Julian had recovered one from his brother's charred coat. But the second key the duplicate hidden inside a young girl's personal keepsake before she was pushed into the smoke had vanished.
For a decade, Julian had kept the single recovered key locked away in this very car, waiting for a specialist corrupt enough to clone the intricate crest pattern without alerting the board.
Slowly, deliberately, Julian reached under the seat and pulled out the metal box. He popped the latch.
The velvet lining inside was completely empty.
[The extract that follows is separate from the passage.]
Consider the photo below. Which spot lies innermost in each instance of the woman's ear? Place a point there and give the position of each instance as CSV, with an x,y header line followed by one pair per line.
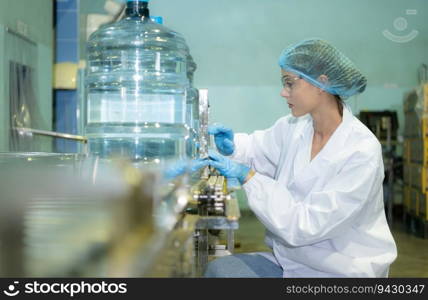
x,y
324,80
A choked, furious sound escaped his throat. His mind raced, connecting the dots with terrifying speed. The girl hadn't just been at the mansion today. She had broken into his property weeks ago, or perhaps... perhaps she had always possessed it, tucked away in whatever childhood relic she had managed to smuggle out of the fire. And tonight, Lucien's reaction had given it away.
"She has it," Julian hissed, his eyes turning wild and bloodshot. "The little rat has the key."
He slammed his foot onto the gas pedal. The Mercedes roared to life, tires screeching against the wet pavement as he spun the vehicle back toward the hill.
The storm boundaries blurred as he tore through the empty, rain-slicked streets of the town. He didn't head for the front gates this time. He knew the estate's blind spots better than anyone. He killed the headlights a quarter-mile out, letting the expensive vehicle glide through the downpour like a predatory shark in dark water.
He parked hidden beneath a cluster of weeping willows near the north boundary wall.
Stepping out into the driving rain, Julian didn't bother with his umbrella. He pulled a sleek, black revolver from his glove box, checking the cylinder with a practiced, cold-blooded efficiency. The metal felt right in his hand heavy, final, and absolute.
He slipped through the unlocked pedestrian gate, his leather shoes making no sound against the mud. As he rounded the corner of the north wing, his eyes locked onto a sight that made his blood run cold.
The hidden side door, completely buried under a decade of ivy, was standing wide open.
A faint, trembling beam of white light from a cellphone flashlight was visibly moving up the interior staircase.
Julian’s lips pulled back into a cruel, venomous sneer. He stepped over the threshold, pulling the heavy oak door shut behind him to cut off their only exit. He adjusted his damp cuffs, lifted the revolver, and began to climb the stairs in perfect, terrifying silence.
They had done the hard work for him. They had opened the tomb. Now, it was time to bury them inside it.